Reviews of The Kaiju Preservation Society generally note how nobody ever uses pronouns to refer to the main character, allowing the reader to treat the lead as something of a blank slate, while perhaps also challenging their assumptions about the default gender of sci-fi leads. Personally, I didn’t find this especially smooth, as references to “The World’s Okayest Dad” and “rubbing one out” came off as heavily male-coded, even if they aren’t necessarily male. To me, it makes the ambiguous gender feel a little bit sloppy, though it didn’t really affect my enjoyment of the story, and other readers of different genders have reported successfully reading the lead as a self-insert.

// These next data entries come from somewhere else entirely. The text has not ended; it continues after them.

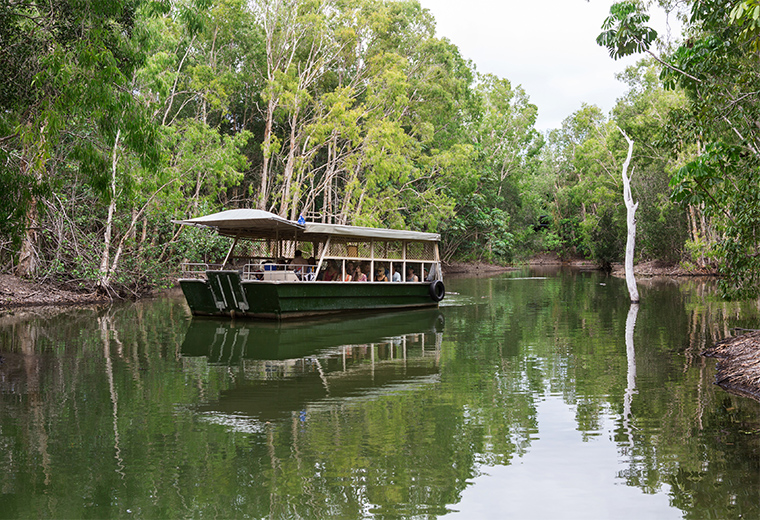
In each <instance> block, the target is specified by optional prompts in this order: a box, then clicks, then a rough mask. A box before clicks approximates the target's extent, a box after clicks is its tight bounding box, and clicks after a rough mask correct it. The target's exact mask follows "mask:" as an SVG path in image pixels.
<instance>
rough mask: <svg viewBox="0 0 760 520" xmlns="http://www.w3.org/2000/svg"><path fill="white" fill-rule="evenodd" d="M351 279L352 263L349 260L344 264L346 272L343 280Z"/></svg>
mask: <svg viewBox="0 0 760 520" xmlns="http://www.w3.org/2000/svg"><path fill="white" fill-rule="evenodd" d="M353 279H354V263H353V262H349V263H348V264H347V265H346V272H345V275H344V276H343V281H344V282H350V281H351V280H353Z"/></svg>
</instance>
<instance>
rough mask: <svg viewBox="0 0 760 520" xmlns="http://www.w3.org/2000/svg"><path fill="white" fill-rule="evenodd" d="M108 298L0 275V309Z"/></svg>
mask: <svg viewBox="0 0 760 520" xmlns="http://www.w3.org/2000/svg"><path fill="white" fill-rule="evenodd" d="M107 301H109V300H108V298H106V297H104V296H103V295H101V294H98V293H79V292H74V291H69V290H66V289H62V288H59V287H56V286H55V285H53V284H50V283H37V282H30V281H28V280H23V279H21V278H19V277H17V276H12V275H7V274H3V275H0V309H3V308H11V307H32V306H44V305H78V304H88V303H104V302H107Z"/></svg>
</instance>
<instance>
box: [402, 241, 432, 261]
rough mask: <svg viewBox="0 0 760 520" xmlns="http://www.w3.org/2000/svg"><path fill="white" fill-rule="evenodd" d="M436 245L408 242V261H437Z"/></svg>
mask: <svg viewBox="0 0 760 520" xmlns="http://www.w3.org/2000/svg"><path fill="white" fill-rule="evenodd" d="M434 245H435V244H433V243H432V242H407V243H406V259H407V260H427V261H434V260H435V247H434Z"/></svg>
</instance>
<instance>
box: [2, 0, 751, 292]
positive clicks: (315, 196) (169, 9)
mask: <svg viewBox="0 0 760 520" xmlns="http://www.w3.org/2000/svg"><path fill="white" fill-rule="evenodd" d="M661 3H663V4H666V7H668V6H669V5H670V4H673V2H664V1H663V2H661ZM676 4H679V5H680V6H681V7H680V8H681V9H682V11H680V14H681V15H682V16H683V17H684V27H685V30H684V31H685V32H684V35H685V36H684V41H683V43H682V44H681V45H680V46H678V47H673V48H671V47H663V49H662V52H660V53H657V52H654V51H653V49H652V48H653V46H654V45H655V43H656V40H655V39H654V38H655V34H654V33H653V32H652V31H651V30H649V29H647V28H646V22H647V17H646V15H644V14H643V11H642V10H643V6H641V5H638V4H636V3H633V2H623V3H620V4H616V5H615V6H614V7H613V9H612V11H611V15H610V19H609V20H607V21H606V22H605V26H604V32H603V33H602V35H601V36H600V37H599V41H600V44H602V45H605V46H607V47H609V48H610V52H611V54H612V56H613V57H617V56H621V55H625V54H630V53H632V52H643V51H648V52H649V54H650V55H651V56H649V57H648V58H647V59H646V60H643V61H641V62H640V64H639V65H638V66H636V67H634V68H632V69H630V70H628V71H627V72H626V73H625V74H624V80H625V81H626V82H627V83H628V85H629V86H630V90H629V92H628V94H627V95H626V96H625V97H623V98H621V99H620V100H619V102H618V104H617V106H616V107H615V109H614V110H613V111H612V113H611V114H609V115H607V114H604V113H603V112H602V111H601V110H600V109H599V108H598V107H595V106H593V105H587V106H586V105H584V106H583V107H582V108H581V109H580V110H578V111H577V112H575V113H574V114H572V115H570V116H569V117H568V118H567V119H566V121H565V122H564V123H563V125H562V128H560V129H557V130H554V131H552V132H548V133H546V134H543V135H542V134H541V133H539V132H537V131H536V129H535V121H536V115H537V111H538V108H537V107H536V106H535V105H533V104H531V103H530V100H529V96H528V94H527V93H526V92H525V91H524V90H523V89H522V88H521V87H519V86H515V85H512V84H511V83H510V82H509V80H508V79H504V78H498V77H494V76H491V75H483V74H479V73H478V72H477V71H476V69H475V65H474V64H472V63H470V62H468V61H467V60H465V59H464V58H463V57H462V56H461V55H460V53H459V50H458V49H457V47H456V46H455V45H454V44H453V43H452V42H450V41H448V40H446V39H441V38H439V37H437V36H436V34H435V20H434V19H433V17H432V15H431V14H430V12H429V11H427V10H425V9H423V8H421V6H420V5H419V4H418V3H417V2H416V1H415V0H399V1H390V0H384V1H370V0H352V1H350V2H349V1H347V0H252V1H250V2H244V1H242V0H218V1H215V2H211V1H210V0H163V1H152V0H114V1H111V2H106V3H103V2H94V1H92V0H53V1H51V2H45V3H42V2H38V1H34V0H17V1H14V2H6V3H4V4H2V5H1V6H0V43H1V45H0V106H2V108H3V110H2V111H1V112H0V164H1V165H0V186H2V189H1V190H0V261H1V262H2V270H3V271H6V272H8V271H10V270H15V271H16V272H17V273H18V274H20V275H22V276H32V277H37V278H44V279H55V280H58V281H61V282H66V283H70V284H76V285H80V286H88V287H99V288H100V289H101V290H104V291H108V292H111V293H113V292H120V293H122V294H123V293H125V292H129V291H132V292H140V291H143V290H145V289H147V288H150V287H152V286H155V284H156V283H159V281H160V280H161V279H162V277H164V276H166V274H167V273H168V271H169V270H170V268H167V266H171V265H173V264H176V263H177V262H178V261H179V260H181V259H191V260H202V259H204V258H211V257H215V256H218V255H219V254H220V251H221V250H222V249H223V247H224V242H220V241H219V240H217V239H214V238H213V237H209V236H207V235H206V234H203V233H195V232H194V230H182V232H180V229H178V228H177V226H174V225H173V224H171V222H170V221H171V219H173V218H183V217H190V216H196V215H198V214H201V213H206V212H211V211H216V210H220V209H225V208H232V207H255V208H261V209H267V210H270V211H273V212H276V213H278V214H280V215H283V216H286V217H289V218H293V219H295V218H298V216H299V215H300V214H303V215H305V217H306V218H307V219H310V220H319V221H326V222H337V223H349V224H355V225H368V226H385V227H408V228H412V229H421V230H429V231H438V232H441V233H442V235H443V237H444V257H445V258H444V259H445V260H452V259H456V260H483V261H494V262H509V261H513V260H515V259H520V258H523V257H526V256H529V255H531V254H534V253H536V252H543V251H552V252H556V253H558V254H560V255H563V256H570V255H575V256H582V257H587V258H592V259H594V260H596V261H597V262H599V263H600V264H601V265H609V263H610V262H613V261H617V260H619V259H621V257H622V254H623V250H624V248H623V244H624V241H625V207H624V205H623V201H622V195H621V193H622V179H621V178H620V169H621V164H622V161H623V159H624V158H625V153H626V151H627V145H626V143H625V141H624V140H623V138H622V135H621V133H620V132H619V131H618V127H619V128H621V129H623V130H624V131H625V132H626V133H627V135H629V136H630V137H631V138H632V139H633V140H634V142H635V152H634V160H633V168H634V171H635V174H634V177H633V190H634V198H635V199H636V200H639V201H640V206H639V213H638V223H639V235H638V249H637V253H638V256H639V259H640V260H647V259H660V260H667V261H673V262H683V263H684V264H686V265H689V266H693V267H694V268H704V267H708V266H717V267H718V268H719V269H720V270H721V271H722V272H723V274H725V275H726V278H725V284H724V289H725V294H726V295H727V296H753V295H756V294H757V292H758V289H759V288H760V255H758V254H757V243H758V237H757V236H756V234H757V230H758V229H760V227H759V226H758V224H760V188H759V187H758V183H757V182H755V174H754V172H755V171H756V169H757V166H758V164H757V163H758V161H760V153H758V150H759V149H760V141H759V140H758V137H760V135H758V133H759V132H760V129H759V128H758V126H757V125H756V121H757V120H758V117H757V102H756V100H757V92H758V91H760V88H758V83H759V82H760V78H758V74H757V68H758V61H757V41H758V40H757V36H758V33H759V31H758V28H757V25H756V22H755V20H756V17H755V16H754V14H755V13H756V12H760V5H758V3H757V1H756V0H747V1H742V2H737V1H723V2H720V1H703V0H698V1H690V2H682V3H676ZM601 23H602V21H601V20H600V25H601ZM600 30H601V29H600ZM594 37H596V35H589V38H594Z"/></svg>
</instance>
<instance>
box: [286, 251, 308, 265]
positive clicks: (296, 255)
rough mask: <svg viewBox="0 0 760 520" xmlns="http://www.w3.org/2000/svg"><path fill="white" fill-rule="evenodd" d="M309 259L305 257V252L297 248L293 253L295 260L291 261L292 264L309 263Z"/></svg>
mask: <svg viewBox="0 0 760 520" xmlns="http://www.w3.org/2000/svg"><path fill="white" fill-rule="evenodd" d="M308 264H309V261H308V260H306V259H305V258H304V257H303V253H302V252H301V251H300V250H296V252H295V254H294V255H293V260H291V261H290V265H308Z"/></svg>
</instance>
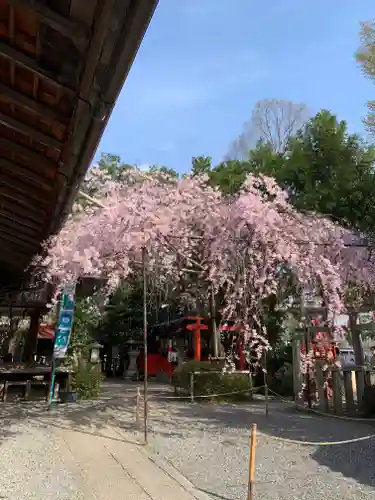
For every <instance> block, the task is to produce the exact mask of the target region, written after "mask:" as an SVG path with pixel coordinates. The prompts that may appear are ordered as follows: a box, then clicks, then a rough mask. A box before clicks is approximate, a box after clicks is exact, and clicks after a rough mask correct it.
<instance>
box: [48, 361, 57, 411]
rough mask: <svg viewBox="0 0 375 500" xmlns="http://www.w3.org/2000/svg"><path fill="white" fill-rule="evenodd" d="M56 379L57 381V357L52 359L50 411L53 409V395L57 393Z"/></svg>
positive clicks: (50, 395)
mask: <svg viewBox="0 0 375 500" xmlns="http://www.w3.org/2000/svg"><path fill="white" fill-rule="evenodd" d="M55 379H56V359H55V356H53V358H52V371H51V387H50V391H49V404H48V409H49V410H50V409H51V408H52V403H53V394H54V392H55Z"/></svg>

Additionally, seemingly every review of The Kaiju Preservation Society cites the author’s note where he compares the book to a catchy pop song and contrasts it with a brooding symphony. If I may carry that metaphor forward, I certainly found a catchy riff or two, and it didn’t overstay its welcome, but the chorus relied so heavily on a grating trend (what’s a grating pop trend? I don’t know—we’re about a decade past autotune) that made it hard to fully enjoy and would drive me crazy if it were played constantly all summer. There were enough positive elements that I can’t dip below three stars, but this really wasn’t the book for me, and the generic snarkers and mustache-twirling villain were a real struggle.
Recommended if you like: monsters, explosions, crude humor.
Can I use it for Bingo? It’s hard mode for Multiverses and Mythical Beasts. It’s also a Book Club book, and while it’s debatable for Mundane Jobs, the lead certainly starts with a mundane job and ends with a job description of “lifts things,” so I’d argue it fits there too.
Overall rating: 11 of Tar Vol’s 20. Three stars on Goodreads.